Chevy Delivers A Purr-Fect Truck Ad Twist
Chevy Delivers A Purr-Fect Truck Ad Twist
One of the most entertaining things an ad can do is fool around a bit with category codes. If you’re in a sector where almost every ad looks the same or plays out in the same way, you’ve just been handed a great opportunity. You can make your viewers smile and prove that your brand is a little different and a lot smarter than the rest.
That’s what Chevrolet does with “Walter The Cat”, produced with Commonwealth/McCann. The ad premiered during the Tokyo Olympics coverage and rapidly picked up a ton of appreciative comments and positive press, with some people hailing fearless feline Walter as the “unofficial mascot” of the Games.
“Walter” is an ad of two halves. It starts with tabby Walter hopping into his owner’s Chevy truck and follows the pair through their adventures in the great outdoors – driving through mountains, desert, and forest; boating; hunting; golfing and more. This part of the ad sets the tone – these are all scenes familiar from decades of truck ads starring rugged All-American men out in the wild with just a faithful truck and faithful dog for company. But here the dog is a cat. It’s a striking and lightly surreal twist on the formula which helps grab attention and lets you know this is a comic ad.
That setting of expectations is what lets the second half of the ad get away with inserting a monologue about the Chevy truck’s capabilities under cover of a corny joke about Walter’s owner misunderstanding a stranger’s amazement. It’s the kind of groan-inducing gag which shouldn’t work but does, because the first, pure branding half of the ad has got us so firmly on its side.

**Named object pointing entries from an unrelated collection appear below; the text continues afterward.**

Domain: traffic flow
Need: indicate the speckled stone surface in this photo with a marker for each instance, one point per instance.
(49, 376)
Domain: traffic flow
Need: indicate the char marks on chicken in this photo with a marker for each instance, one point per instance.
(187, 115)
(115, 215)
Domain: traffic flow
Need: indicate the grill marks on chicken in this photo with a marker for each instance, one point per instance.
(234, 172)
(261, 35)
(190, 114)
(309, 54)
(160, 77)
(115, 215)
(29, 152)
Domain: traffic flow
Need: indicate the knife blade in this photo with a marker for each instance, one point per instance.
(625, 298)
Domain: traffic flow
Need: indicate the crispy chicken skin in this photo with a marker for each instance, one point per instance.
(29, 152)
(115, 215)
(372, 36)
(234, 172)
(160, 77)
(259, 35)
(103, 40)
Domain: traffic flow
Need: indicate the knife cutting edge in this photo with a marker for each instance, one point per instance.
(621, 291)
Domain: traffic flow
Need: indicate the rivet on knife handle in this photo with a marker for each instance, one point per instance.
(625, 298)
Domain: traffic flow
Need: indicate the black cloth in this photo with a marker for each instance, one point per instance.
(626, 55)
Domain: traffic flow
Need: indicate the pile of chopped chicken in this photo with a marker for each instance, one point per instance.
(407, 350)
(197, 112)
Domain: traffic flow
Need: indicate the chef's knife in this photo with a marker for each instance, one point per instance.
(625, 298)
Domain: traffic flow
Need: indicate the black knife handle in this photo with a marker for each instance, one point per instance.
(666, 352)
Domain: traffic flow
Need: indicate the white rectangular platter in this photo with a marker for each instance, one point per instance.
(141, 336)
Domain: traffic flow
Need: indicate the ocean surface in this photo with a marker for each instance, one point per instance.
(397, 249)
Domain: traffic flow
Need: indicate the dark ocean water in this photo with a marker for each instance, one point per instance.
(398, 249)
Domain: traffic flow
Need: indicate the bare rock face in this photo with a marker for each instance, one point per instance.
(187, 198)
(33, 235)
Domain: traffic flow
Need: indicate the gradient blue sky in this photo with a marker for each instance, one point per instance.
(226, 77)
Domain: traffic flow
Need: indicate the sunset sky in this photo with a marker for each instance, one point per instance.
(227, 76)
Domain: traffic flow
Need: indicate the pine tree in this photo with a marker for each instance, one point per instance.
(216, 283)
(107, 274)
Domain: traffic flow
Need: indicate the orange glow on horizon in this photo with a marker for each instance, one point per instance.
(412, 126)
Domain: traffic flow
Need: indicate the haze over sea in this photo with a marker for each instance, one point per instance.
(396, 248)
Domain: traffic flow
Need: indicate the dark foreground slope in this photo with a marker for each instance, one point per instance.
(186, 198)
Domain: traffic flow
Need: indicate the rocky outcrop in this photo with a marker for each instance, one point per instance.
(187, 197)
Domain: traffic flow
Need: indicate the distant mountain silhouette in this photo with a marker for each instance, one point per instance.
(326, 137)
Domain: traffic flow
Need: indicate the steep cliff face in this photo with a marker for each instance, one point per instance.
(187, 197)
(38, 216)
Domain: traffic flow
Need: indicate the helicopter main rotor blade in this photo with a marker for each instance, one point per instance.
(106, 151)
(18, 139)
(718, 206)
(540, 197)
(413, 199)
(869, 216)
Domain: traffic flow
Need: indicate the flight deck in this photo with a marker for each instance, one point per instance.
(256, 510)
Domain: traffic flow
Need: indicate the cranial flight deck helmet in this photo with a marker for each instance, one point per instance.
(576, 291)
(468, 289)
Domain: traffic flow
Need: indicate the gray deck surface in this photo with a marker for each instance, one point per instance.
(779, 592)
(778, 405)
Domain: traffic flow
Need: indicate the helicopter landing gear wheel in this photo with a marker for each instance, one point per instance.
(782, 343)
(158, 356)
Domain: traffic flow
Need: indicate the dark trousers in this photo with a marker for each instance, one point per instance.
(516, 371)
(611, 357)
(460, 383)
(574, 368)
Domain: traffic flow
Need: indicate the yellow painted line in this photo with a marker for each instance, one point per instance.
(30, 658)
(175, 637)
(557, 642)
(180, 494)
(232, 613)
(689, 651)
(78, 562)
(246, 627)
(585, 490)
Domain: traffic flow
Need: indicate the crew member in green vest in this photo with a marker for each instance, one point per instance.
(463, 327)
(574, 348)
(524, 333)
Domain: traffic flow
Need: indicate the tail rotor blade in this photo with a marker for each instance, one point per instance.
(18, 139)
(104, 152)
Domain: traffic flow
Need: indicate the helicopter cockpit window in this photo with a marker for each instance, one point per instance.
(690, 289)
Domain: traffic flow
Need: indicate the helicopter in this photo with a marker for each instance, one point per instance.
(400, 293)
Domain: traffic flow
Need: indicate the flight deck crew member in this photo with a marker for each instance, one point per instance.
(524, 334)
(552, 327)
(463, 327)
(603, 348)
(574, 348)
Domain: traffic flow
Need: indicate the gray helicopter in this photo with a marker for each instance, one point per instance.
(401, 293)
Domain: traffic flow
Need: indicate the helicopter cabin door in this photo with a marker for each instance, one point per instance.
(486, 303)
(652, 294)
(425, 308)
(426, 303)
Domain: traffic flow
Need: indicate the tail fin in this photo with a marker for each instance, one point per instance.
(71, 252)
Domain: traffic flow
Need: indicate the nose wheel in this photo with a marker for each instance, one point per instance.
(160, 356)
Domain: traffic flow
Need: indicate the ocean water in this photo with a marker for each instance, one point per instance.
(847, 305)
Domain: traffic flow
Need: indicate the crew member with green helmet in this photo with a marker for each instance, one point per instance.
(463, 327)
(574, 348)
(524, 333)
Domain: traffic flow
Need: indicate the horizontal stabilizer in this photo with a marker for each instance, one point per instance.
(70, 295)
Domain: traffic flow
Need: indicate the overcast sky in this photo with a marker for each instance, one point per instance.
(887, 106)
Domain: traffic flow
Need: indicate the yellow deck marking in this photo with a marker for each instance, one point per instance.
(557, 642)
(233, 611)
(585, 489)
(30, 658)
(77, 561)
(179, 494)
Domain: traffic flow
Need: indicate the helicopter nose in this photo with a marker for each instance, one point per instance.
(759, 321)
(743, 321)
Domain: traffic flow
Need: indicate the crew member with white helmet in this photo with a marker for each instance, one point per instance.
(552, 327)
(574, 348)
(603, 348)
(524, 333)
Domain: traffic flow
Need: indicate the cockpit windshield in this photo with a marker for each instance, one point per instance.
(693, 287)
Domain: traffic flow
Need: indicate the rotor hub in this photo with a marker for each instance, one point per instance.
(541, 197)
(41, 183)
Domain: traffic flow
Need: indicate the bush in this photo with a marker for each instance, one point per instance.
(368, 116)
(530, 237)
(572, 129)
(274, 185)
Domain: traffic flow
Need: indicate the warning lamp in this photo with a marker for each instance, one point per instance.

So we have a piece of advertising irony. By tweaking category codes slightly and using a cat instead of a dog, “Walter The Cat” gets permission to follow category codes and boast about the many features the Chevy truck has. Chevy’s commercial performed very well, scoring 4.5-Stars in a category where the average ad is down near 1-Star, and as well as this high long-term potential it can also boast an exceptional short-term Spike score. These are deserved high scores for a lovely bit of craft – a populist but clever ad which still gets its message through.